After the rise of social media and open-source data, institutions have recognized their need for more information and are willing to invest in tools that can provide OSINT solutions for companies. There are many software systems available today, each with its own specialized fields and features, so it is essential to determine the specific needs of a company first. Here are some important points to consider when selecting an open-source data tool:

  • Determine the tool's specialized area for collecting data. Some tools are better suited for analyzing relationships between people, organizations, and institutions, while others are better for uncovering living conditions or actual status of people under investigation.

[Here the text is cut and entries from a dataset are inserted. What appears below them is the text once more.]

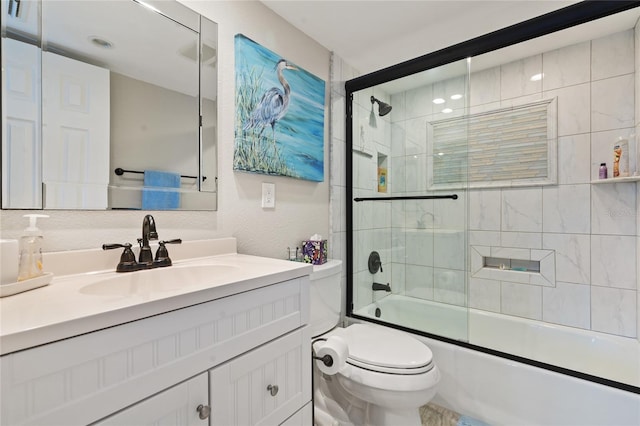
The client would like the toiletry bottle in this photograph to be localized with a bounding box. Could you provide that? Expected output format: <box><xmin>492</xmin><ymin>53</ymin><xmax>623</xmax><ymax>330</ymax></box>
<box><xmin>613</xmin><ymin>137</ymin><xmax>629</xmax><ymax>177</ymax></box>
<box><xmin>598</xmin><ymin>163</ymin><xmax>607</xmax><ymax>179</ymax></box>
<box><xmin>18</xmin><ymin>214</ymin><xmax>49</xmax><ymax>281</ymax></box>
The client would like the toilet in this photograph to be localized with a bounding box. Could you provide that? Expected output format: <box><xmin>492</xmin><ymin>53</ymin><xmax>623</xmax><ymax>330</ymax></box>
<box><xmin>310</xmin><ymin>260</ymin><xmax>440</xmax><ymax>426</ymax></box>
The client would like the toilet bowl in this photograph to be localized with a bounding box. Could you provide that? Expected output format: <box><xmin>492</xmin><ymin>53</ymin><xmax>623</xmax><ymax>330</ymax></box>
<box><xmin>311</xmin><ymin>261</ymin><xmax>440</xmax><ymax>426</ymax></box>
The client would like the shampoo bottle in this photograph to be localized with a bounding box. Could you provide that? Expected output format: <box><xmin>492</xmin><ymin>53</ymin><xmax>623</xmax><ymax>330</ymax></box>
<box><xmin>18</xmin><ymin>214</ymin><xmax>49</xmax><ymax>281</ymax></box>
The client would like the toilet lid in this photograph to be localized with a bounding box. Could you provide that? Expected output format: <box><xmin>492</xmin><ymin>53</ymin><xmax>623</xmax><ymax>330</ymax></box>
<box><xmin>345</xmin><ymin>324</ymin><xmax>433</xmax><ymax>374</ymax></box>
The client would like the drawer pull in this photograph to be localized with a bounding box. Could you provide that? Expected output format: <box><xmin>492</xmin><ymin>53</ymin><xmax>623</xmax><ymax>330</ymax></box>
<box><xmin>196</xmin><ymin>404</ymin><xmax>211</xmax><ymax>420</ymax></box>
<box><xmin>267</xmin><ymin>385</ymin><xmax>278</xmax><ymax>396</ymax></box>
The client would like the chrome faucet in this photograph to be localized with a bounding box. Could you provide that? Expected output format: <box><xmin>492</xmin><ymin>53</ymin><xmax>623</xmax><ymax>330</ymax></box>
<box><xmin>138</xmin><ymin>214</ymin><xmax>158</xmax><ymax>265</ymax></box>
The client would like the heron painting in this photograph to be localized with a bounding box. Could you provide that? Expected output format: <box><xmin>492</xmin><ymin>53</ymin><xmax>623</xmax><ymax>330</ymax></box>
<box><xmin>233</xmin><ymin>34</ymin><xmax>325</xmax><ymax>182</ymax></box>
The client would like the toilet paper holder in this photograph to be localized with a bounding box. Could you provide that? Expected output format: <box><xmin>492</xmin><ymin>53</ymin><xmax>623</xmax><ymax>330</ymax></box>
<box><xmin>312</xmin><ymin>354</ymin><xmax>333</xmax><ymax>367</ymax></box>
<box><xmin>311</xmin><ymin>338</ymin><xmax>333</xmax><ymax>367</ymax></box>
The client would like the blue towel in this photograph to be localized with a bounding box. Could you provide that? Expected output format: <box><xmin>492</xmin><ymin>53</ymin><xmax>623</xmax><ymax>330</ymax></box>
<box><xmin>142</xmin><ymin>170</ymin><xmax>180</xmax><ymax>210</ymax></box>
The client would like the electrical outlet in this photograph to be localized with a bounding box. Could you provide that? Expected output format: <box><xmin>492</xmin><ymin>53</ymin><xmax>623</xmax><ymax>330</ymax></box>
<box><xmin>262</xmin><ymin>182</ymin><xmax>276</xmax><ymax>209</ymax></box>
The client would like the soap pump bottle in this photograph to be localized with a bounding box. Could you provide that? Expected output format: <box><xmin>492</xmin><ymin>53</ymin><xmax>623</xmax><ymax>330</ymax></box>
<box><xmin>18</xmin><ymin>214</ymin><xmax>49</xmax><ymax>281</ymax></box>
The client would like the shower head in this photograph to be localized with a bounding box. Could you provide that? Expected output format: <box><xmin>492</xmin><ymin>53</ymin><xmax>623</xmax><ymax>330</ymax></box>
<box><xmin>371</xmin><ymin>96</ymin><xmax>391</xmax><ymax>117</ymax></box>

  • Consider the amount of data the tool can access. Although all sources used by OSINT software are open, different devices have different capacities when it comes to information channels. If you do not require complex data variations, a simple OSINT system may suffice.
  • Determine if the system is user-friendly. Since these products generally work with vast amounts of data, it is possible to see tangled outcomes. However, some tools offer easy-to-read results, use graphs and charts to visualize data, and summarize the information collected for users. These features can be valuable for setting strategies and action plans based on knowledge from collecting data.
  • Check if the program can uncover or unmask hidden information and relationships. Although internet users try to hide their connections, different channels inevitably include different information. An OSINT tool may be capable of discovering these connections, whereas others may just serve as data collection tools.
  • Identify the program used by your institution, such as Windows, Linux, or Mac. The setup process varies depending on your company's existing system, and not all tools can work with all systems.
  • Determine whether an in-house team and solution can fulfill your needs. Not all institutions require sophisticated technologies to meet their requirements, and an in-house team may be more cost-effective and tailored to your company.
  • Decide whether you need a software system or if a web extension tool is sufficient for your needs. Web extensions may collect only basic information instead of a comprehensive system, so it is important to determine your needs before deciding on the tool. Although extensions may have limited information, they offer several critical data sets such as IP addresses, domains, IOCs, URLs, or wallet addresses that can be more focused and specified according to your company's needs.
  • Several free options meet basic requirements such as names, email addresses, or phone numbers. These can be found on GitHub and are available to everyone.